What the model had but didn't use:

  • A verbatim statement that PR #10 was merged
  • Memory referencing the merge
  • Domain knowledge that git status: up to date is only meaningful after git fetch

Why this matters:

  • The failure mode is silent — Claude appears confident throughout
  • User intervention is required to catch it; without it, stale-state edits would have been pushed
  • It pattern-matches to other complaints about "racing to action" / "not reading the prompt" that users are raising
  • The user-visible symptom is "Claude ignored what I told it in the initial prompt"

Expected behavior: On any session start with a handoff-shaped prompt, the model should:

  1. Produce a state summary as its first output (what the prompt claims happened + what needs verification)
  2. Verify local-vs-remote state with a hard side-effect (e.g. git fetch && git log HEAD..@{u}) before grepping, reading, or editing tracked code
  3. Treat "up to date" from any cached source as provisional until freshly verified

Workaround the user installed: Two Claude Code hooks in ~/.claude/settings.json:

  • SessionStart runs git fetch origin in the CWD repo and injects any incoming commits into Claude's context
  • UserPromptSubmit detects prompts that are long or contain state-change verbs (shipped/merged/deployed/last session) and injects a "produce a state summary first" reminder

These shouldn't be necessary for a premium product. They're a user patch for a model behavior problem.

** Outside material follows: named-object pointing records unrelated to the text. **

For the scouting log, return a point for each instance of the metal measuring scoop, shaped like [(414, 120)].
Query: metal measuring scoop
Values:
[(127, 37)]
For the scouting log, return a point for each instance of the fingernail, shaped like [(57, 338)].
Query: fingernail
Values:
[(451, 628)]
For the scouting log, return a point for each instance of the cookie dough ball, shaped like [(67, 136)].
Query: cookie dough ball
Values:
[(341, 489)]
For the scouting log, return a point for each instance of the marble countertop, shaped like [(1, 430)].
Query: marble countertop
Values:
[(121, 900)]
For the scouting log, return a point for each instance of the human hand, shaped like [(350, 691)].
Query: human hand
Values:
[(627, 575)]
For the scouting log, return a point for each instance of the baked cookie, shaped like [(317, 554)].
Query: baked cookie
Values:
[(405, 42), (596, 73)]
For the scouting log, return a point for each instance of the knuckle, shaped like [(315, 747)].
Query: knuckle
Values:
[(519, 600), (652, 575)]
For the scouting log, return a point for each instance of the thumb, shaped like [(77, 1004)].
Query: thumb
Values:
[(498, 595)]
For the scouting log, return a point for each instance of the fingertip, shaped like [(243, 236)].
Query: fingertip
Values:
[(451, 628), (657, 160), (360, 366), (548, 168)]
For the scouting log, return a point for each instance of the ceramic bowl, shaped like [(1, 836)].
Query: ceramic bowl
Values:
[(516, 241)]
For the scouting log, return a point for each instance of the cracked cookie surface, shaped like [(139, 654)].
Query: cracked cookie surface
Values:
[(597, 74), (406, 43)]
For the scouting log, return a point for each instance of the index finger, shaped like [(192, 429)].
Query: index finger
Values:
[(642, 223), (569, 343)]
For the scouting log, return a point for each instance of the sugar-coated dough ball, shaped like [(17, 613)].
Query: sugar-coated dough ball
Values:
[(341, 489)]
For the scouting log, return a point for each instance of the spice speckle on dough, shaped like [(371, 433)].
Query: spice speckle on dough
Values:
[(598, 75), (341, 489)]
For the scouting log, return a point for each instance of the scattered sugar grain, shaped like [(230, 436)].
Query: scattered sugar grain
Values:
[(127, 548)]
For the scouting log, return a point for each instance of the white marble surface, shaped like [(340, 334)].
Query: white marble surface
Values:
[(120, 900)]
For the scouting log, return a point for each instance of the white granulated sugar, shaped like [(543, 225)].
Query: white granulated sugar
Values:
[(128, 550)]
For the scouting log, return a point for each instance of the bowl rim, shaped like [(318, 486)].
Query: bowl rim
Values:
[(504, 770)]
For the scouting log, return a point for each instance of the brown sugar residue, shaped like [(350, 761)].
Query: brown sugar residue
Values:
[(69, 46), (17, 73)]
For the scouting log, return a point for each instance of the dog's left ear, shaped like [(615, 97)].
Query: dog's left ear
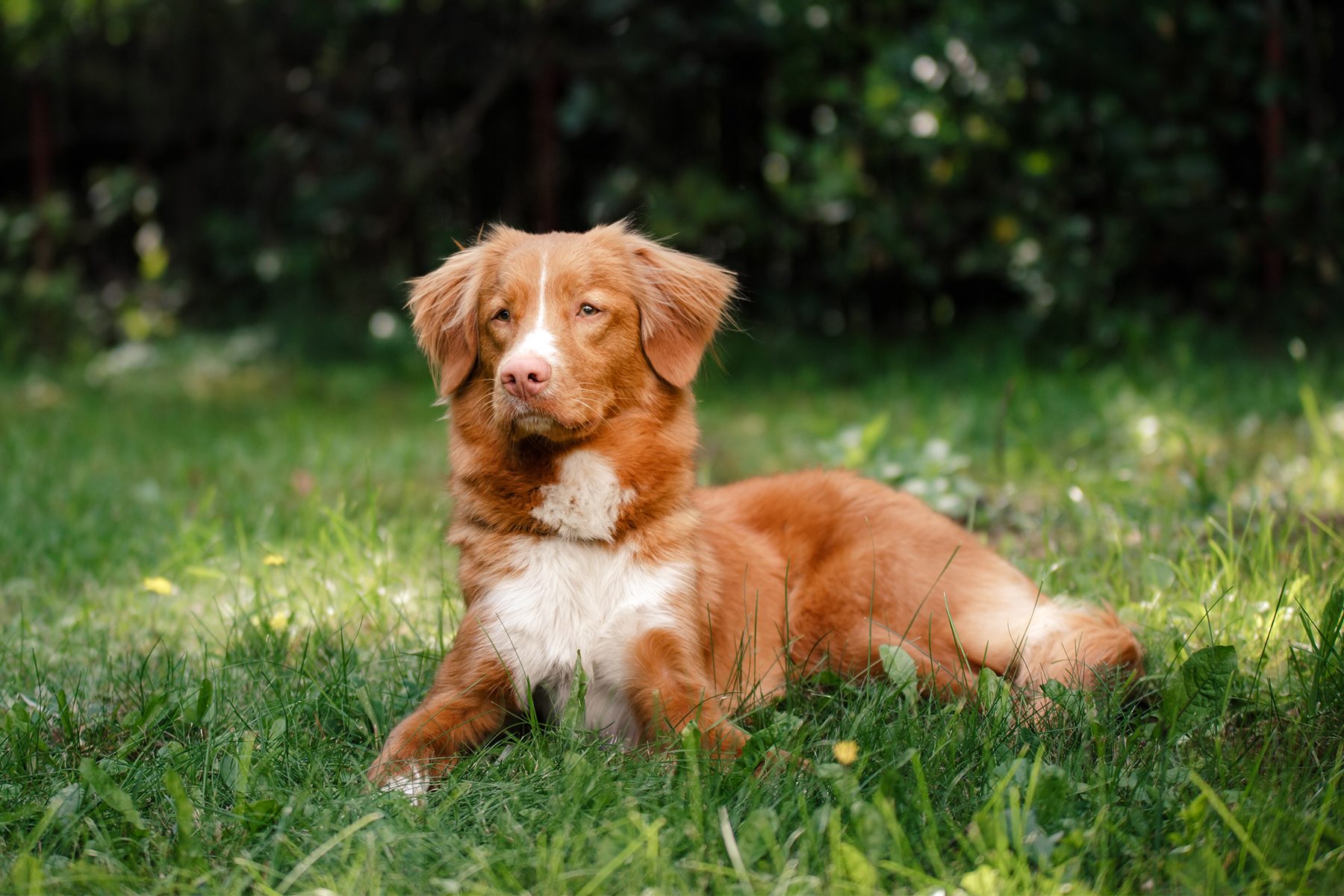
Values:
[(680, 307)]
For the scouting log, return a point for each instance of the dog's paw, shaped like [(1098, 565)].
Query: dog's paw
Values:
[(413, 778)]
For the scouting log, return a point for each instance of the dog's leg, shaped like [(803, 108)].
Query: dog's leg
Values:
[(668, 691), (468, 702)]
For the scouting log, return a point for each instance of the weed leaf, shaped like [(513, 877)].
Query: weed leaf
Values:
[(102, 785), (1199, 688)]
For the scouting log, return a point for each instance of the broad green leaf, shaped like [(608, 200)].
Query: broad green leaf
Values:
[(102, 785), (1199, 688)]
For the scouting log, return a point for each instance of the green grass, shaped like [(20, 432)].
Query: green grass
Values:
[(213, 739)]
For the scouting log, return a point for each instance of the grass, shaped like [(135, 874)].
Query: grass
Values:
[(222, 579)]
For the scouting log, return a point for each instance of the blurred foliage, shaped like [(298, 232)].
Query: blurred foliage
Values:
[(1078, 169)]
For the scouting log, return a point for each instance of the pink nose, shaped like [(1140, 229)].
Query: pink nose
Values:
[(524, 376)]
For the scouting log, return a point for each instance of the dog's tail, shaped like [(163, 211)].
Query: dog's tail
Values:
[(1075, 645)]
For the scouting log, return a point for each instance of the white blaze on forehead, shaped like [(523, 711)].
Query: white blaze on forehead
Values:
[(585, 501), (538, 340)]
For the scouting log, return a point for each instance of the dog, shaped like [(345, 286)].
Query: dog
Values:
[(585, 541)]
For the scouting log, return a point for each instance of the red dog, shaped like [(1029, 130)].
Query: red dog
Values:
[(567, 358)]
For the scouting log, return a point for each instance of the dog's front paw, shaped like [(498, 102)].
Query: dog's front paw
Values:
[(410, 778), (401, 768)]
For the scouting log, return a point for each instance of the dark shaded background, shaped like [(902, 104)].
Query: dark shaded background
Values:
[(1086, 171)]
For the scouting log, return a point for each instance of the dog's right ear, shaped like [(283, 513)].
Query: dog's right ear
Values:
[(443, 308)]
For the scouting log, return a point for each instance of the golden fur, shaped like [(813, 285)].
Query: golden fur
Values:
[(734, 588)]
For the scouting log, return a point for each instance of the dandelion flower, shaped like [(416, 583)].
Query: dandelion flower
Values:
[(158, 585)]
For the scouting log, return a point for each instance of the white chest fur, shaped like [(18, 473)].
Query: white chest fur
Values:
[(585, 501), (579, 598)]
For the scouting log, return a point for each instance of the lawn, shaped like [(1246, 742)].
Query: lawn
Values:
[(222, 579)]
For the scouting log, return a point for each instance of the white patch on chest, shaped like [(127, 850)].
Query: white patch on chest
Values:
[(579, 598), (585, 501)]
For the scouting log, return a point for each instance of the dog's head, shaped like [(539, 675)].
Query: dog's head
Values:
[(566, 329)]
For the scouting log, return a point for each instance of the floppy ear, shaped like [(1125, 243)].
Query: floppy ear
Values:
[(680, 307), (444, 316)]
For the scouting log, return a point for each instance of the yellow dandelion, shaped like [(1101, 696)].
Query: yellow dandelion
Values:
[(158, 585)]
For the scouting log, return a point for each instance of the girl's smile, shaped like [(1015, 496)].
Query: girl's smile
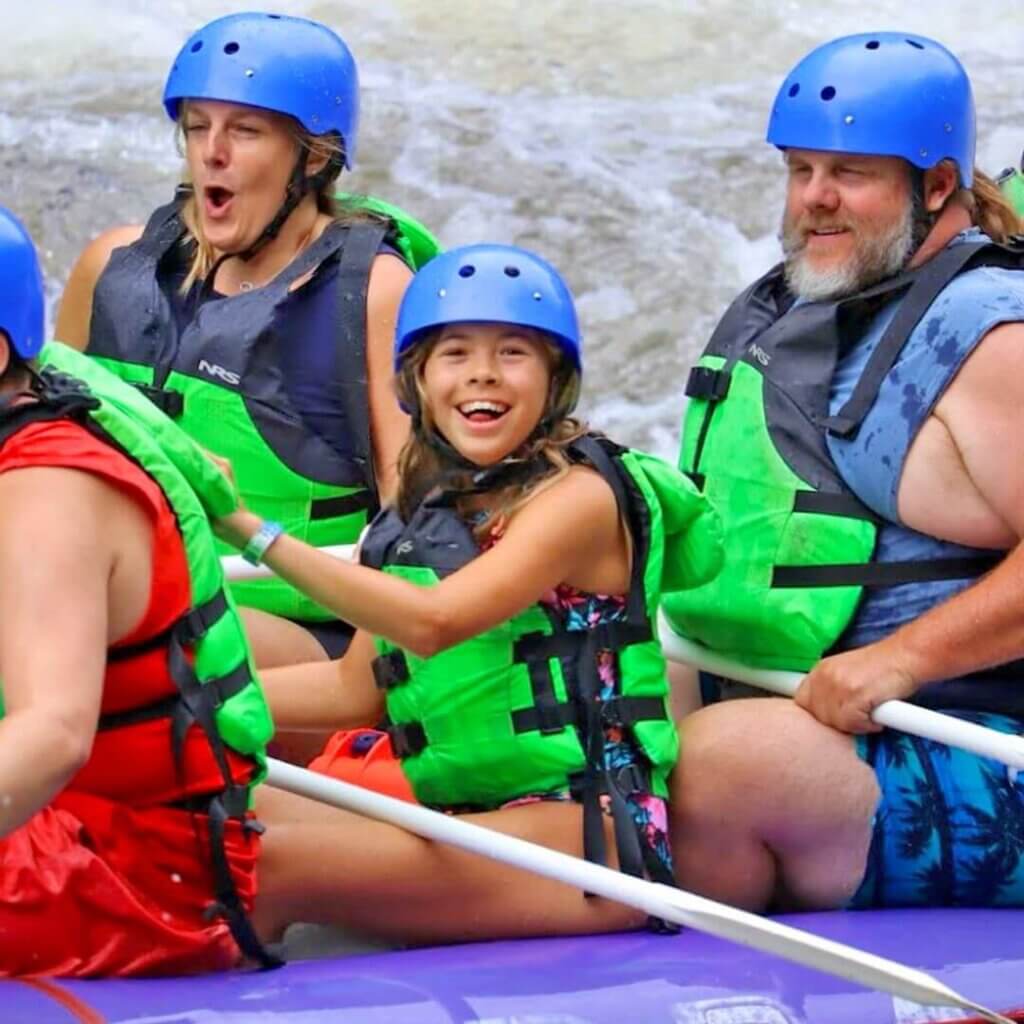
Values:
[(486, 387)]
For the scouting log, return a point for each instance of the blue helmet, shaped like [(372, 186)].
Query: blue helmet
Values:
[(20, 288), (488, 284), (885, 94), (283, 64)]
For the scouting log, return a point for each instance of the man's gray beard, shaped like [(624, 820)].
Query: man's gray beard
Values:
[(873, 259)]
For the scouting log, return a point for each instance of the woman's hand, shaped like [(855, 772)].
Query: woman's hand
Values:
[(238, 527)]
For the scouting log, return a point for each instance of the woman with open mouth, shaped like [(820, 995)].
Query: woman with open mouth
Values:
[(256, 309)]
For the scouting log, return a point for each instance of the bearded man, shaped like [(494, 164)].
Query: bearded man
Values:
[(856, 419)]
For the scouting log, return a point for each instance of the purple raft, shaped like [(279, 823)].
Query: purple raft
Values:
[(609, 979)]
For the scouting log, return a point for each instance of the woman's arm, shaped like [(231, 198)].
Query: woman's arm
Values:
[(388, 424), (338, 694), (56, 558), (75, 311), (569, 532)]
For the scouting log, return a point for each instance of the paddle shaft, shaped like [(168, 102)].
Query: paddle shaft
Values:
[(654, 899)]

Note on regression impression: The user reports this pattern has been more frequent recently and feels like a reasoning regression. I can't verify that claim, but it's consistent with the failure mode described.

extent analysis

TL;DR

The model should be modified to verify local-vs-remote state with a hard side-effect, such as git fetch && git log HEAD..@{u}, before taking action on a handoff prompt.

Guidance

  • The model should produce a state summary as its first output on any session start with a handoff-shaped prompt to ensure it understands the current state.
  • The model should treat "up to date" from any cached source as provisional until freshly verified to avoid stale-state edits.
  • The git fetch command should be run in the CWD repo at the start of a session to ensure the local state is up to date.
  • The model should be modified to detect prompts that are long or contain state-change verbs and inject a "produce a state summary first" reminder to ensure it verifies the state before taking action.

Example

A possible code snippet to achieve this could be:

def handle_handoff_prompt(prompt):
    # Run git fetch to update local state
    subprocess.run(["git", "fetch", "origin"])
    
    # Produce a state summary as the first output
    state_summary = get_state_summary(prompt)
    print(state_summary)
    
    # Verify local-vs-remote state with a hard side-effect
    verify_local_state()
    
    # Take action on the prompt
    take_action(prompt)

def verify_local_state():
    # Run git log to verify local state
    subprocess.run(["git", "log", "HEAD..@{u}"])

Notes

The provided workaround using Claude Code hooks in ~/.claude/settings.json should not be necessary for a premium product, and the model should be modified to handle handoff prompts correctly.

Recommendation

Apply workaround: The user-installed workaround using Claude Code hooks in ~/.claude/settings.json should be applied until the model is modified to handle handoff prompts correctly. This will ensure that the model verifies local-vs-remote state and produces a state summary before taking action.